Элен ушла. Пока мы разговаривали с ней, Феликс следил за нами завороженными глазами; от удивления нижняя губа его отвисла. Я ткнул ему в зубы пирожное— как сигнал к тому, что пора закрыть рот и привести лицо в более нормальное состояние. Он все еще был бледен от усилий, затраченных во время игры.
— Смотри, Феликс, следи за собой, — сказал я ему. — Для того чтобы постоянно развлекать людей, тебе надо быть стойким и выносливым, как дерево. А будешь слаб, так тебя съедят с потрохами.
— Я постараюсь запомнить это, арфист. Вы странный, но мудрый человек.
— Тебе нужна добрая кружка эля, а потом хорошая порция мяса. У тебя небось никогда не было еды вволю?
— Мой отец — враг обжорства. Он считает, что потакать плоти грешно. Свое собственное тело он всегда держит в крепкой узде, говорит он.
— Что же он, твой старик, помешанный, что ли?
— Ничуть не помешанный. Но у него бывают такие головные боли, что череп разваливается. А это с тех пор, как он стал работать, еще ребенком, у плавильных печей. Когда эти боли уж очень донимают его, он только и спасается, что постом. Были и такие времена, когда отец не в силах был ходить в свою литейную, и тогда нам всем приходилось поститься волей — неволей. В первое время голодание не доставляло отцу никакого удовольствия. Но наслышавшись речей мистера Боуэна, он понял, как грешно ублажать плоть, и стал держать себя в узде. А теперь не нарадуется этому.
— Понимаю. Значит, твой старик и Боуэн готовы обратить жизнь в сплошной холодильник. Так торопись же, Феликс, пропиликай себе побыстрей путь к славе и богатству. Напусти — ка пыли в глаза этим лицемерным паразитам, которые готовы уморить тебя, лишь бы только ублажить малость свои собственные убогие душонки! А если они опять начнут нести околесицу насчет греха, советую тебе заткнуть уши и ошарашить их, к примеру, таким откровением: «Есть, дескать, только две подлинно греховные вещи — связывать себе руки, когда можешь быть свободен, и голодать, когда можешь насытиться». А сам уписывай все, что дают, парень. Наверстывай упущенное!
Джабец принес кувшин с пивом. Я налил кружку Феликсу, всячески стараясь его успокоить; незачем впадать в неистовую панику, убеждал 'я его, от одной только мысли о том, что мог бы сказать мистер Боуэн, если бы учуял в его дыхании солодовый дух… Ведь Боуэн льнет ко власть имущим и не станет он отвлекаться от своей важной задачи — сводить бога с королями железа, не станет принюхиваться к такому ничтожному субъекту, как Феликс, который и дышит — то еле — еле.
От первой же четверти пинты Феликс так раскис, что придвинул голову вплотную к моей. С языка его потоком полилась длинная исповедь. Он рассказывал, как по ночам у его кровати появляется отец с глазами, горящими мукой, греховной алчбой, и тащит сына к скрипке, перечисляя ему музыкальные произведения, которые, как ему удалось выведать, пользуются наибольшей благосклонностью у мистера Пенбори; и как он часами заставляет его бесконечно играть, требуя от него клятвы, что скрипка станет орудием их избавления, мечом, который рассечет прогнившие путы их бедствий…
— А мать твоя умерла? — спросил я, стараясь получше уяснить себе семейную обстановку, в которой протекает жизнь Феликса.
— Нет, она сбежала.
— Вот это мудрый шаг! Но как же она дошла до этого? Как собралась с силами и средствами? Как отважилась выйти на верную дорогу?

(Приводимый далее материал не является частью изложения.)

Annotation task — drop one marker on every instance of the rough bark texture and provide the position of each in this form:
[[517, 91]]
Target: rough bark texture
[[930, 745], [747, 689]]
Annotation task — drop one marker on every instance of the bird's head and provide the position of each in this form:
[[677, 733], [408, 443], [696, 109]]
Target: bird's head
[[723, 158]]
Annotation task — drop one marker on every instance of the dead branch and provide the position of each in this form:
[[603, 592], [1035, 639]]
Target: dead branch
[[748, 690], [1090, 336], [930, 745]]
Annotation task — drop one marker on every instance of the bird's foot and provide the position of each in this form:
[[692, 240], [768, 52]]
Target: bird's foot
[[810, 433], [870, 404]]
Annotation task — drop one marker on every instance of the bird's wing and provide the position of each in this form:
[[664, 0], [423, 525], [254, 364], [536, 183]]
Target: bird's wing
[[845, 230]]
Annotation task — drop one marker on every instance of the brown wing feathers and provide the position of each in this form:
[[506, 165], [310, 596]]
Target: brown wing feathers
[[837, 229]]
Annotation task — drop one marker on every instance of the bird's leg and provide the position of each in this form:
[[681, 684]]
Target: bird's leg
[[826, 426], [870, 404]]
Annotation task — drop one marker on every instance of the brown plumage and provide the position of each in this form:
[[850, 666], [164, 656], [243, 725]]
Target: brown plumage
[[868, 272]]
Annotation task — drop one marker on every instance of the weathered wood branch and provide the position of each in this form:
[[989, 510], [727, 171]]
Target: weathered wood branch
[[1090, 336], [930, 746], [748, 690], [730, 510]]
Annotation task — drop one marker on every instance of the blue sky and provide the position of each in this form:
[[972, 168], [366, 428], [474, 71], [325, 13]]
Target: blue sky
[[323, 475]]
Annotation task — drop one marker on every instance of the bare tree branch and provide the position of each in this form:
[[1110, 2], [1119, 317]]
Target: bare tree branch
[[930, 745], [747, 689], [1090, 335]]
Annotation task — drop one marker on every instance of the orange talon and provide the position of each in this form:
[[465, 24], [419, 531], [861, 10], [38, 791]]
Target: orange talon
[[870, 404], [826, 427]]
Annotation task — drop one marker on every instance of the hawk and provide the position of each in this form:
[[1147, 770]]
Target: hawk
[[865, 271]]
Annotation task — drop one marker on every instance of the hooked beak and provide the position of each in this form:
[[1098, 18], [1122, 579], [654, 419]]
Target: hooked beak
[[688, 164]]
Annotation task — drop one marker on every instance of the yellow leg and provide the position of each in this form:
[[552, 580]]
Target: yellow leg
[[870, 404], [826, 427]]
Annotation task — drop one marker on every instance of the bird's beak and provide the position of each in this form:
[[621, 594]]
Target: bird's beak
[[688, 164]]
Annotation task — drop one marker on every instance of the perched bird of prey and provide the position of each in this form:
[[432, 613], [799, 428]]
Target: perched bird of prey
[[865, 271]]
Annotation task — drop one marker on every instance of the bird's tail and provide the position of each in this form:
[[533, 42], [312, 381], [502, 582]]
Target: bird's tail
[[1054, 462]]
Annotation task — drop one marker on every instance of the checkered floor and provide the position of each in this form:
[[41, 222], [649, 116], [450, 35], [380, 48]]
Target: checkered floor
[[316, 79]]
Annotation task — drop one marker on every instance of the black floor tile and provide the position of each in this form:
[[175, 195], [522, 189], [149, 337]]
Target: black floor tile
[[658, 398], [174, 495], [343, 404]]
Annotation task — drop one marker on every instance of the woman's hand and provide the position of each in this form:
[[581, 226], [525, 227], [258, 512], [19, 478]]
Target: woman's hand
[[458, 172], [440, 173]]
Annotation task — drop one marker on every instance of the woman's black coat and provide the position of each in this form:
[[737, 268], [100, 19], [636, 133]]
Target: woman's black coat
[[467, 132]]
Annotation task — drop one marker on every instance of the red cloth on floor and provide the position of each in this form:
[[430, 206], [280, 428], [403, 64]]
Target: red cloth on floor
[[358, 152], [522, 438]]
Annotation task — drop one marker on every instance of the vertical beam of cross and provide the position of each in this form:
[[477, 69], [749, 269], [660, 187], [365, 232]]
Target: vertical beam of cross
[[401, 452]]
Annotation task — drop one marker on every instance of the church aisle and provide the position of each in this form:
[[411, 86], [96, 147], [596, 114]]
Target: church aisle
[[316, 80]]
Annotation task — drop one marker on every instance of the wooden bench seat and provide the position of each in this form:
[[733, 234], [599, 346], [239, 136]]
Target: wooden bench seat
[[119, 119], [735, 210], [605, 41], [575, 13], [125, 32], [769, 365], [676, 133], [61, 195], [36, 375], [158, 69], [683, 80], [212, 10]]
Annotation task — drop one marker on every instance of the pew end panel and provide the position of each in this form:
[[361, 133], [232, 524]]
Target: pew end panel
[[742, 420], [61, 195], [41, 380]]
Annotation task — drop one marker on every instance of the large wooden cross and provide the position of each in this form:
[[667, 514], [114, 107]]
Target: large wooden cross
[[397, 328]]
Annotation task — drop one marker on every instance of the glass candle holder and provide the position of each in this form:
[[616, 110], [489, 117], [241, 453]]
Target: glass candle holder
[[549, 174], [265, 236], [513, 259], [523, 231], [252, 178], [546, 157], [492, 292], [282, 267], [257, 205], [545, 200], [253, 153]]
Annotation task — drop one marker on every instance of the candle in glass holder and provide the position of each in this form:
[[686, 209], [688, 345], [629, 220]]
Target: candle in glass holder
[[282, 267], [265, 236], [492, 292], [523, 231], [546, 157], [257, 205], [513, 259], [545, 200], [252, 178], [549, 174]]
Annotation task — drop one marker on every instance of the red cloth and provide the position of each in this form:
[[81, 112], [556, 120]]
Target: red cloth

— Мать ушла, когда я был еще младенцем. Отец говорит, что в ней не было настоящей веры в бога.
— А маловерие плохо влияет на кровь?
— Должно быть, это так. Приятно слышать это от вас, арфист.
— Скажи — ка, Феликс, а ктр этот господин с багровым лицом, тот, что сиднт рядом с Пенбори?
— Это мистер Радклифф, компаньон Пенбори и его управляющий. Он большой человек на заводе.
— Не слишком он, видно, добр. Ты слышал, как он расхохотался, когда мы вошли?
— О да. Я даже расстроился.
— Он, кажется, принимает нас за пару шутов.
— Шутов? — переспросил Феликс и хихикнул.
Он кивнул мне, и я увидел, что проблеск зарождающейся смелости толкает этого человека на дерзкие выходки.
— Сам он багровая морда! Проклятый пес! — вырвалось у него.
— Правильно, парень! Есть в нем какое — то сходство с плавильной печью, в этом Радклиффе. И на поду этой печи пепел — все, что осталось от милосердия.